In “L’Islam face a la mort de Dieu”, the french philosopher Abdennour Bidar returns to the writings of Iqbal. They would provide keys for transcending the limitations of religion, what he refers to as “an exit from religion” (the expression comes from Gauchet) but without a disenchantment. One may wonder if it is not the reverse that we are witnessing the contemporary Islamic world: a disenchantment but without an exit from religion.
Bidar sees in Iqbal’s conception of God as “Absolute Ego” a revolutionary concept with might both free us from the limitations of traditional religiosity and from the pathological sides of modernity which have translated into the secular religions, capitalism and the dream of an unlimited control over nature through techno-science.
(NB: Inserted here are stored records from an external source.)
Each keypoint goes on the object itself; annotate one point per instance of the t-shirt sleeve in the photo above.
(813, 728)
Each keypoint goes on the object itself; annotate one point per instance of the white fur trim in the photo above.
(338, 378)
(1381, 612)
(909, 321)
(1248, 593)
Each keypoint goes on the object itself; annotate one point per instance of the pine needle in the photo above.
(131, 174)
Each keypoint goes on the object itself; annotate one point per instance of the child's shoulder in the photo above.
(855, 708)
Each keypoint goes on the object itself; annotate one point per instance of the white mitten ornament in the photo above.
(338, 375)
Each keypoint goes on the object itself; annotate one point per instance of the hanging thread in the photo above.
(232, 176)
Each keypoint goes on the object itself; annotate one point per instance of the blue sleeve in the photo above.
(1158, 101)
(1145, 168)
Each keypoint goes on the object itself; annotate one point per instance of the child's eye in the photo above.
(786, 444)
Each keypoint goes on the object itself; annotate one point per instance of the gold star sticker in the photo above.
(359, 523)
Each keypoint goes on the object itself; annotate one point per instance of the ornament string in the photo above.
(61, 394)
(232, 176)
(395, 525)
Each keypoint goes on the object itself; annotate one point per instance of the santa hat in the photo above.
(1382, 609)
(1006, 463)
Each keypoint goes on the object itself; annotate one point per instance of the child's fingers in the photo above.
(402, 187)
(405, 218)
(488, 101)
The question remains open though, whether it is by deepening the modern metaphysics of subjectivity that new sacred horizons will open up. Of if on the contrary, it is by breaking the spell of subjectivism that man can be reconciled with the Sacred.
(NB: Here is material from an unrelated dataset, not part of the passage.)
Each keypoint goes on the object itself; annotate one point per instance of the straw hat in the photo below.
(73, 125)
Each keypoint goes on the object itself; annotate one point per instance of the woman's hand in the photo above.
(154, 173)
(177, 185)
Significantly enough, Bidar professes a spiritual humanism “after the death of God”, the God of religion. But his position oscillates between an experience of the Self, akin to Vedanta or Akbarian Sufism, and a more problematic exaltation of man, which reflects the influence of Nietzsche or even Feuerbach. Bidar reverses the idea of fana, of an “extinction of man in God”, into an “extinction of God in man”. After the time of the gods, comes the time of the Perfect Man who has become the successor of the gods. But does not this amount to suggesting that God is only a projection of man, of his virtual (or imagined) perfection? Bidar seems to fall short of criticizing the very foundation of humanism.
Bidar ends up with a Promethean millenarianism. He quotes Iqbal but also Aurobindo or Teillard de Chardin. As with Hegel, it seems also that to the extant that he makes God a step in a process of man’s becoming conscious of himself, he cannot help relativizing God or even eliminating Him. His Muslim existentialism tends toward a secularization of the core assumptions of Islam.
We can perceive a (creative) tension in his writings. We can hope that he will clarify his position in his future works.